Weekly Market Recap

What Happened Last Week

  • Broad Stock Rally: Equities opened 2026 with a strong start, led by more cyclical parts of the market.
  • Labor Data: Last week’s jobs report did little to elicit a reaction from investors as the macro backdrop becomes clearer.
  • Powell Probed: The Department of Justice opened a probe into Jerome Powell’s handling of the Eccles Building renovation.

What We’re Watching This Week

  • Earnings Week One: Earnings season officially begins with updates from the major U.S. banks starting on Tuesday.
  • Economic Data: Tuesday’s Consumer Price Index release is the highlight, but the retail sales report and other metrics will add to the mosaic.
  • Policy: The Supreme Court may issue a ruling on the legality of President Trump’s tariffs this week as policy-by-tweet keeps investors on their toes.

Investment Management Team’s Views

Equity markets opened the year with strong performance as U.S. large caps, international equities, and domestic small caps all rallied to new all-time highs. Notably, even though the tech-heavy NASDAQ 100 outperformed the S&P 500 last week, it remains below its October peak. We view this as constructive, signaling that leadership is broadening beyond mega-cap technology, a stark difference from the narrow market environment of the past few years. Geopolitical headlines around Venezuela failed to disrupt markets despite wall-to-wall news coverage, reflecting limited escalation risk and minimal near-term impact on core economic variables. Overall, price action continues to point to healthy market breadth and resilient investor risk appetite. However, Sunday evening saw the Department of Justice open a probe into Fed Chair, Jerome Powell, which has pushed yields higher to start the week.

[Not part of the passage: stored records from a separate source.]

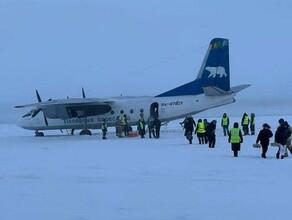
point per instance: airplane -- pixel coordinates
(210, 89)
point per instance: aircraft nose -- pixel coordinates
(20, 123)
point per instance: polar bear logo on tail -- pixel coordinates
(220, 70)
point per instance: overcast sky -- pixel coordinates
(132, 47)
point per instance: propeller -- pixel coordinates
(39, 109)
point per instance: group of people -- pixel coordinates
(204, 130)
(153, 124)
(123, 127)
(282, 139)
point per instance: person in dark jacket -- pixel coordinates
(157, 125)
(281, 136)
(235, 138)
(189, 125)
(245, 123)
(225, 124)
(104, 128)
(210, 132)
(151, 129)
(141, 127)
(200, 131)
(252, 124)
(264, 138)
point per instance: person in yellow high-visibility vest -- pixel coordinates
(235, 138)
(244, 124)
(200, 131)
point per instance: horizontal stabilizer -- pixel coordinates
(214, 91)
(238, 88)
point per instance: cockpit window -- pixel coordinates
(29, 113)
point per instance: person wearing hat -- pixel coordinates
(210, 132)
(235, 138)
(252, 124)
(200, 131)
(225, 124)
(281, 136)
(264, 138)
(104, 128)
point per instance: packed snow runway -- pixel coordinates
(86, 178)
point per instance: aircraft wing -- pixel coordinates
(70, 108)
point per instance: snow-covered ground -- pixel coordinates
(86, 178)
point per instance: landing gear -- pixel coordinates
(85, 132)
(39, 134)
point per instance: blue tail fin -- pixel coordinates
(213, 72)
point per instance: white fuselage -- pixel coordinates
(169, 108)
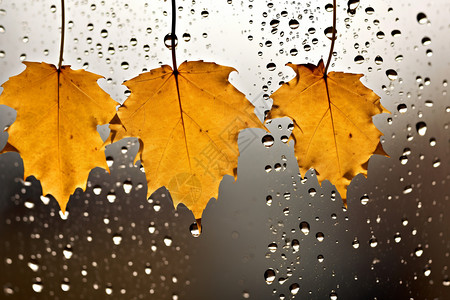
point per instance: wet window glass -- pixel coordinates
(274, 230)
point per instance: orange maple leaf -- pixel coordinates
(333, 126)
(187, 124)
(56, 127)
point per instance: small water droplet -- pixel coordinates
(329, 32)
(422, 18)
(168, 241)
(421, 128)
(269, 276)
(194, 229)
(268, 140)
(104, 33)
(271, 66)
(320, 237)
(168, 41)
(273, 247)
(127, 186)
(359, 59)
(117, 239)
(304, 227)
(397, 237)
(418, 252)
(294, 24)
(391, 74)
(402, 108)
(364, 199)
(294, 288)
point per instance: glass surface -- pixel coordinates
(269, 235)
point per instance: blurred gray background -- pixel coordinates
(391, 243)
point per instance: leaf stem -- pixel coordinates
(63, 26)
(172, 37)
(333, 39)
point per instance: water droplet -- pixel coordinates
(391, 74)
(125, 65)
(295, 245)
(168, 241)
(418, 252)
(194, 229)
(97, 190)
(426, 41)
(268, 140)
(378, 60)
(329, 32)
(304, 227)
(421, 128)
(294, 24)
(117, 239)
(359, 59)
(148, 269)
(396, 33)
(380, 35)
(111, 197)
(269, 276)
(274, 23)
(402, 108)
(33, 265)
(271, 66)
(422, 18)
(104, 33)
(407, 190)
(273, 247)
(65, 285)
(67, 252)
(294, 288)
(37, 286)
(436, 163)
(403, 159)
(364, 199)
(127, 186)
(186, 37)
(320, 237)
(168, 41)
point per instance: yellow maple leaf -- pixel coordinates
(333, 126)
(187, 123)
(55, 131)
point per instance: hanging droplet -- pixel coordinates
(168, 41)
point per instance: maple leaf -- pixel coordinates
(187, 123)
(332, 117)
(55, 131)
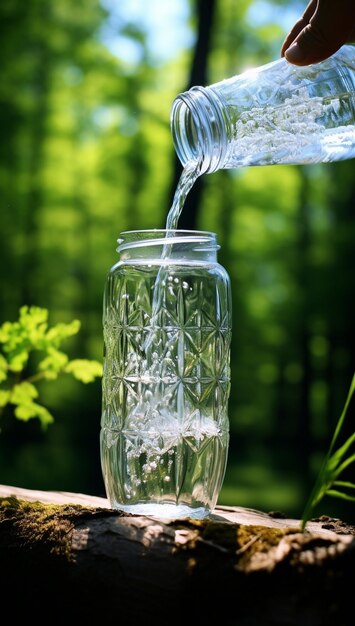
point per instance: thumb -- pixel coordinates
(331, 25)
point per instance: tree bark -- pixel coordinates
(205, 10)
(242, 567)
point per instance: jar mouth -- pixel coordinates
(198, 239)
(198, 125)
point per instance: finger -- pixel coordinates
(329, 28)
(299, 26)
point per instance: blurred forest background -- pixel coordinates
(86, 89)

Recent economic releases have carried diminishing market impact, underscored by the muted response to the December jobs report. Month-to-month data volatility matters less now that the Federal Reserve has already cut rates by 175 basis points from their peak, bringing policy closer to neutral. This shift has dampened sensitivity to incremental surprises. Ahead of this week’s inflation report, expectations remain subdued; option-implied volatility suggests the smallest expected S&P 500 move around CPI in a year. This week will also see the publication of updated retail sales figures and home sales data. Markets appear increasingly comfortable that the broad policy and growth backdrop is well understood.

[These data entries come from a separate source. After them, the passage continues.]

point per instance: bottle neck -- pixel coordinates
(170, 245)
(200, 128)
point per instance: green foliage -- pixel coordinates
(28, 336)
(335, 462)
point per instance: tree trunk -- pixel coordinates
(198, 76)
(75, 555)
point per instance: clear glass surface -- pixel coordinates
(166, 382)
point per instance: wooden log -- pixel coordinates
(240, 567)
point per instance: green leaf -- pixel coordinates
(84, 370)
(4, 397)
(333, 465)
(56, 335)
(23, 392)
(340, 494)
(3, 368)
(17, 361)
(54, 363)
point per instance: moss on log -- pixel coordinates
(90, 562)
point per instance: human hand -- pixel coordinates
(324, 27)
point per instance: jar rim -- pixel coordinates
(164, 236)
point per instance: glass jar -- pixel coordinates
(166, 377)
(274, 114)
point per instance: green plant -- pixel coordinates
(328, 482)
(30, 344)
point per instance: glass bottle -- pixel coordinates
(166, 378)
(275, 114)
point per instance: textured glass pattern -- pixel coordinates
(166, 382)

“Uncertainty” dominated investor narratives entering 2025, but it may have peaked as a macro concern and is instead morphing into targeted, sector-specific risks. Recent signals from President Trump point toward a more populist policy tilt aimed at affordability, including trial balloons on housing market intervention, limits on institutional homeownership, and potential caps on credit card interest rates. With U.S. banks set to begin reporting earnings this week, management teams are likely to respond to these policy proposals and offer 2026 macro outlooks. Beyond these proposed economic policies, President Trump has also floated restricting dividends and buybacks for defense firms and pressuring energy companies to invest in Venezuela, further highlighting rising micro-policy risk. Investors still assume Trump is broadly pro-market, but this assumption bears close monitoring into the midterms.

S&P 500 is a stock market index tracking the stock performance of 500 leading companies listed on stock exchanges in the United States. Nasdaq-100 is a stock market index made up of equity securities issued by 100 of the largest non-financial companies listed on the Nasdaq stock exchange.